Люблю ли я свою работу? Конечно! Я уже полмира объездил за счёт редакции. И не собираюсь увольняться, пока не объеду вторую половину. И что меня особо радует, так это то, что я могу появляться в редакции в то время, когда меня это устраивает. Я не привязан к месту. Сдаю статью, раз в неделю показываюсь в редакции, чтобы начальство не забывало, как я выгляжу, перекидываюсь парой фраз с коллегами, чтобы быть в курсе сплетен (никогда не нужно недооценивать офисные сплетни!). На этом всё. Да, я везунчик. И давайте без зависти.

***

Самое сложное – это найти букву «Ц».

«Целую» – этим словом я заканчиваю каждое письмо. У меня давно скопилось приличное количество старых журналов, которые помогают в составлении писем. Я вырезаю маленькие разноцветные буковки, которые ранее составляли слова, складывающиеся в предложения.
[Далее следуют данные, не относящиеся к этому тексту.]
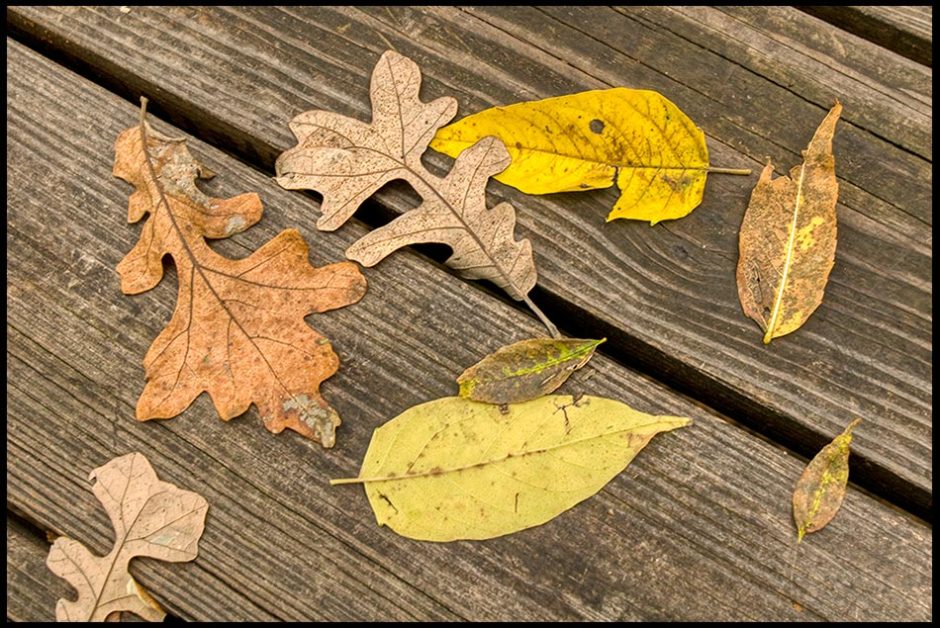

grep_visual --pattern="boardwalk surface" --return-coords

«Цирк мистера Липриёна в городе». На этот раз мне повезло. Этот мистер Липриён и не предполагал, какую пользу принесёт совершенно постороннему человеку. Вырезаю букву «Ц» и заканчиваю новое письмо.
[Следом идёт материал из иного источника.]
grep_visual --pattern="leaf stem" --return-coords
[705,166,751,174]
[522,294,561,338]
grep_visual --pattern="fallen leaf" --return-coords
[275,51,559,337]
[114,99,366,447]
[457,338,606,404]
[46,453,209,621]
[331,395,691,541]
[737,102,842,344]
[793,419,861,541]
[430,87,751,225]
Жёлтая тетрадь – самая большая тайна в моей жизни. В ней хранятся вырезанные из журналов буквы, чтобы в следующий раз было легче составлять письма. Наверное, если бы тетрадь попалась постороннему человеку на глаза, он бы счёл меня сумасшедшим, опасным маньяком. Поэтому моя тайна хранится в нижнем ящике комода под стопкой разных документов.

Я заметил, как меняется женщина, получив любовное послание. Макияж становится аккуратнее, черты лица мягче, а глаза излучают таинственный блеск уверенности в собственной неотразимости. В такие минуты я не могу скрыть улыбку. К тому же, мои письма помогают в решении банальных бытовых проблем. Влюблённая женщина позволяет куда больше, чем обычно.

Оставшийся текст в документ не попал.